TO FLINCH OR NOT TO FLINCH
Once in a while I have an experience that completely changes my outlook on life. An instance of orchestrated ah-ha moments that together, change the way I conduct my day-to-day. A moment that allows me to shed old habits and move forward with a new and improved state of mind.
A couple of weeks ago I had the opportunity to participate in the Atlantic Antic, arguably NYC’s largest and most festive street fair. I don’t think there’s ever been a time in my life where I’ve talked with so many people about the work I produce. Young and old, rich and poor, near and far. This small stretch of 10 blocks on Atlantic Avenue felt like I had a table along a path of converging cultures – and it was amazing.
My takeaway is that I’m too timid. Too scared to talk
freely boldly about the things that matter most. Too afraid that my shoddy articulation of these things will add to false narratives in the minds of my listeners. But I learned something that day.
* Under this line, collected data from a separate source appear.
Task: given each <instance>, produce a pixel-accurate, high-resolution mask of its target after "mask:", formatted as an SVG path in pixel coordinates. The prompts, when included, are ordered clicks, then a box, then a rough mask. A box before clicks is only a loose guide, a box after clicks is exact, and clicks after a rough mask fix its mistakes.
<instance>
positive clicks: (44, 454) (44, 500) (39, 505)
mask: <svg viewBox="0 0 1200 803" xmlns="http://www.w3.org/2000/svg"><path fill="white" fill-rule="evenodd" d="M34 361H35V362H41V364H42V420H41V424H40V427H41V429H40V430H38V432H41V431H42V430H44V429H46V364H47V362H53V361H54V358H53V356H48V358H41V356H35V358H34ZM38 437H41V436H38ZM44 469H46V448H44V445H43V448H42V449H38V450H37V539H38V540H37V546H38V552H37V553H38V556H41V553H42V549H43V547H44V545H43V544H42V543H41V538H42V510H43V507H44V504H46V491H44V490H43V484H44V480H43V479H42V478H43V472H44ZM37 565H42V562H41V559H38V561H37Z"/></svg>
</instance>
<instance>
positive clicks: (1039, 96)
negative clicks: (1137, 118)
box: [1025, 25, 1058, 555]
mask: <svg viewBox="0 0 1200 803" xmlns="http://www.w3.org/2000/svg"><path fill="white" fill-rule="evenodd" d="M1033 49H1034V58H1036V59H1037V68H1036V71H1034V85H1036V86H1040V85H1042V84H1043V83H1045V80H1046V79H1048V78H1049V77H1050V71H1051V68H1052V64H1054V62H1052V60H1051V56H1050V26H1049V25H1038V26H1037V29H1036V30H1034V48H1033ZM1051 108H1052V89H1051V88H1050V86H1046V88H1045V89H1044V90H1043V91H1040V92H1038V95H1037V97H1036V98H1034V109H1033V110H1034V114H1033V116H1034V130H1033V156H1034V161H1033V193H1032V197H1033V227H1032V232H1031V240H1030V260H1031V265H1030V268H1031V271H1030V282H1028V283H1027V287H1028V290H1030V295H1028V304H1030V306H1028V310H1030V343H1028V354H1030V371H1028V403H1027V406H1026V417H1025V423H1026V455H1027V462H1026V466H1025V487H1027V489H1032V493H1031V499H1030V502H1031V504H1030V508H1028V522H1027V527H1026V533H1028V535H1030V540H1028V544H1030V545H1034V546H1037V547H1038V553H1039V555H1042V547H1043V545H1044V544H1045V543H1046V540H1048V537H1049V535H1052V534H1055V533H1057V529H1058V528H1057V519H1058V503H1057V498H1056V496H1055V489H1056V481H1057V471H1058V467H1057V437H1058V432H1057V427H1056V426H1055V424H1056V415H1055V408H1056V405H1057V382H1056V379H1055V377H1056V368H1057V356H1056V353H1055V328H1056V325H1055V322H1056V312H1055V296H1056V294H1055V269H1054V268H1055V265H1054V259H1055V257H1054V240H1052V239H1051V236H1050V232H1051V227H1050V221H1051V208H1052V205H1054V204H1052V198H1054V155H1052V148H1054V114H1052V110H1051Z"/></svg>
I learned that if I made an effort to speak instead of staying silent – outcomes exceed expectations. For a shy guy like me this is like living in the dream where you show up to a huge event without clothes – but instead of being embarrassed, I was emboldened. Why? I tried. Just the simple act of trying gave me beautiful, encouraging, instructive comments and conversations that have altered my outlook forever. Really.
So the next time you’re in a moment of fear, don’t flinch. It could turn out to be the greatest thing of all.
Thanks so much for those of you who came out. I’m grateful for my friends.